Sunday, April 8, 2012

From my collection: Duff Whitney

In 1944 marine sergeant Duff Whitney, of Sacramento, CA escorted Lana Turner to a benefit and someone from Lana's entourage encouraged the handsome soldier to “come to the studio after the war.” In 1946, Whitney did just that -- and was met with apparent apathy. The male acting drought was of course over now that Hollywood's established heroes had returned safely to home and hearth and young Duff was just another pretty face on the lot. As the Imdb reveals, Whitney became an extra. In fact, we don't hear about the former marine until 1951, when veteran producer Harry Sherman, of Hopalong Cassidy fame, announced that Duff Whitney, “a Gregory Peckish-looking newcomer,” would play Beau Tyler, “Hashknife Hartley” by any other name, in a western movie series based on W.C. Tuttle's sagebrush stories. Sadly, Sherman died shortly thereafter and nothing came of the project. Whitney instead turned up as a bit player in A Star is Born (1954). And that, as they say, was that.

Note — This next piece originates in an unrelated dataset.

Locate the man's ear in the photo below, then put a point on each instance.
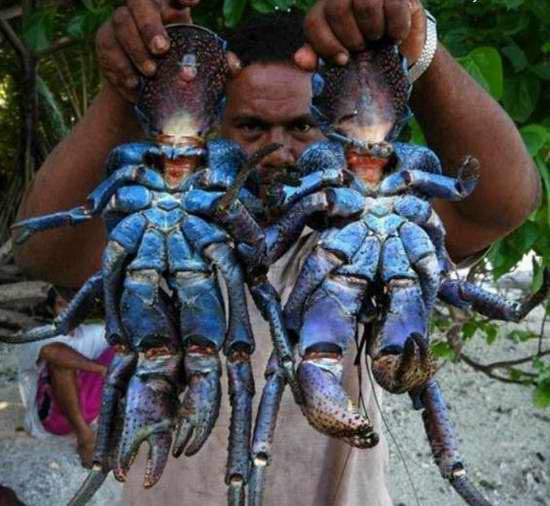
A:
(235, 65)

Also arriving in Hollywood in 1944, but as far as can be determined, not in uniform of any kind, Lane Watson was under contract to International Pictures in 1946. Prior to that, Watson had been another bit player/extra but the affiliation with a rising company like International boded well. The production entity, founded by Louis B. Mayer's son-in-law William Goetz, operated out of Universal City and would actually merge with that company in 1947 to become Universal-International, only to be swallowed whole by Lew Wasserman's MCA. Not that any of these behind-the-scenes shenanigans did anything for Lane Watson, who disappears from view around the same time. Except, that is, for advertizing Carling's Red Cap Ale, “Better Than Beer,” alongside the likes of television personality Betty Oakes.